Of course, the bidding for sites that brings money into the Crown Estate, under the leasing arrangements means………..higher electricity bills, because who pays for the cost of the leases eventually……….the electricity bill payer…….it is a cost temporarily born by the developer, but is just another cost that has to be passed onto the electricity bill payer……..that has to be financed by interest charges……another part of the increasing cost of electricity.
It is interesting how the government so easily slips in a tax on electricity, but it is dressed up as a lease for the land.
If you have ever wondered why electricity might be getting more expensive, we have got several very clever mechanisms where the government isn’t being open about the effect of how the different markets and building the renewable capacity is affecting bills.
The lack of extended logic and financial analysis is woeful.
Renewable electricity would get cheaper if the government didn’t start to use it as a means to get extra income and tax from the developers, which back-fires because it eventually lands up on our bills.
KISS……keep it simple stupid………..how much more complex are they trying to make this than it really needs to be?
With all the sophisticated financial analysts needed in each company to measure financial performance and risks, there’s another raft of extra employees needed to manage the financial aspects, not of current financial performance, where a normal company would work out how much it has cost to make the product, add on a profit margin and charge that to the customer, they are, by virtue of making these CfD contracts for many years, necessitating the employment of whole new company functions that with a normal manufacturer wouldn’t be necessary.
As far as I can see, the whole electricity industry is turning into a massive make-work programme, far more complex than it actually needs to be.
Perhaps if it was investigated more carefully, it would be seen that it’s not the shift to renewables that is increasing the price of electricity, it is the complete financial restructuring and employment restructuring of the industry with many more functions being created due to the increasing complexity of how the system is being managed.
This is price increases by management cost, not the basic fundamental physical cost of producing electricity.
Come on Kathryn, this should be something that you should be shouting about, i.e. how the land leasing is increasing our electricity bills, especially when the developers have to add the financing costs on top.
And so where does that end up in a contract?
A higher Strike price for a CfD.
Is the government actually brain dead?
In reply to Nicholas Lewis, who suggested a CEGB mkII: Our hopes and aspirations can only lie with the Future Systems Operator, that is being consulted on and being defined and will actually be able to resolve all the problems that currently exist.

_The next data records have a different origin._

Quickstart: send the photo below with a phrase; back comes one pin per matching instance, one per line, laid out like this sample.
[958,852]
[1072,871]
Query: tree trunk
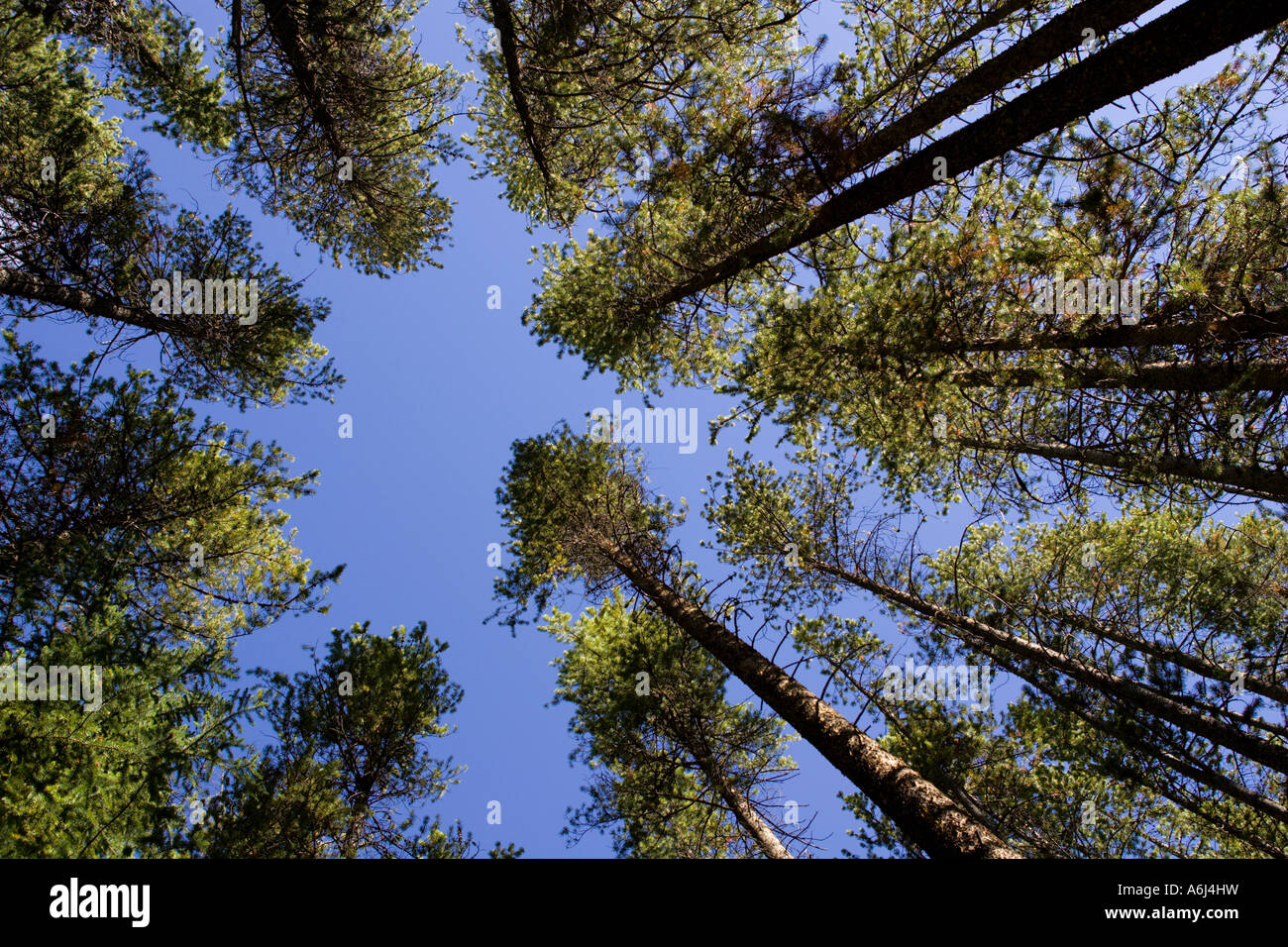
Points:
[921,810]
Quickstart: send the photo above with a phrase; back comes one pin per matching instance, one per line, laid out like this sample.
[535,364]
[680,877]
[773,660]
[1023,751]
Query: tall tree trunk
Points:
[1160,705]
[921,810]
[1176,40]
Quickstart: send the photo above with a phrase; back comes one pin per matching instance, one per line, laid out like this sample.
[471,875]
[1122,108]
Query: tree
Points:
[349,766]
[678,771]
[1142,629]
[136,544]
[578,509]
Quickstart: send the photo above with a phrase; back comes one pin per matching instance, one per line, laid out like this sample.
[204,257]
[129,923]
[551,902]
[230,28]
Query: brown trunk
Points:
[1245,480]
[1111,684]
[921,810]
[1176,40]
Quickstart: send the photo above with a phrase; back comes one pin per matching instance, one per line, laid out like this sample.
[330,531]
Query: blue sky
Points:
[438,386]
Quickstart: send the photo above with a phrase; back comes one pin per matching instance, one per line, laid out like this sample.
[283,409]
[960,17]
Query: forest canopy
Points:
[993,291]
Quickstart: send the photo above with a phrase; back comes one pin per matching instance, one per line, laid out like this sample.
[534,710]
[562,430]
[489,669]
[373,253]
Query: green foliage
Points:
[351,763]
[668,753]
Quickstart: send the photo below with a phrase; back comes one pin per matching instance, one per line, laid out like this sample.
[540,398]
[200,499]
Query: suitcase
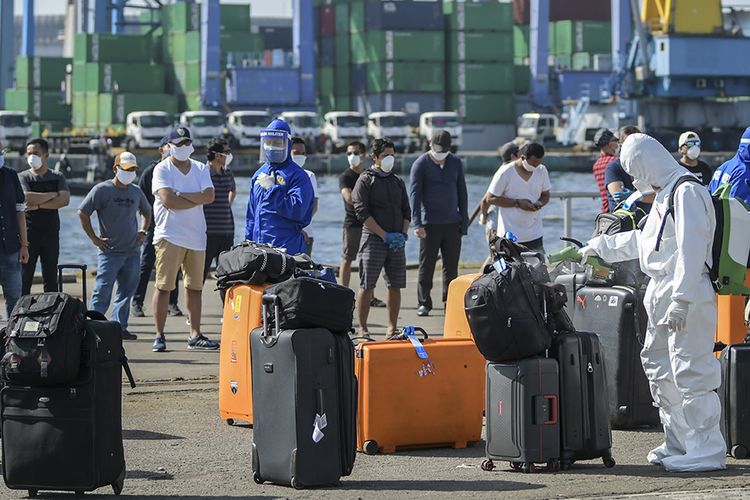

https://www.ofgem.gov.uk/energy-policy-and-regulation/policy-and-regulatory-programmes/future-system-operation-fso?sort=publication_date
Hopefully they will employ sufficiently experienced and broadly experienced personnel, and be able to give the strategic planning and be given the regulatory powers to deal with the complex issues and to get the electricity market working efficiently again.
There has to be an organisation that has a strategic overview, that understands the impact of different pricing mechanisms, can make things work, and start to build synergies and efficiencies back into the system. Perhaps there is some sense after all, where the last few years have displayed the inadequacies of the current system.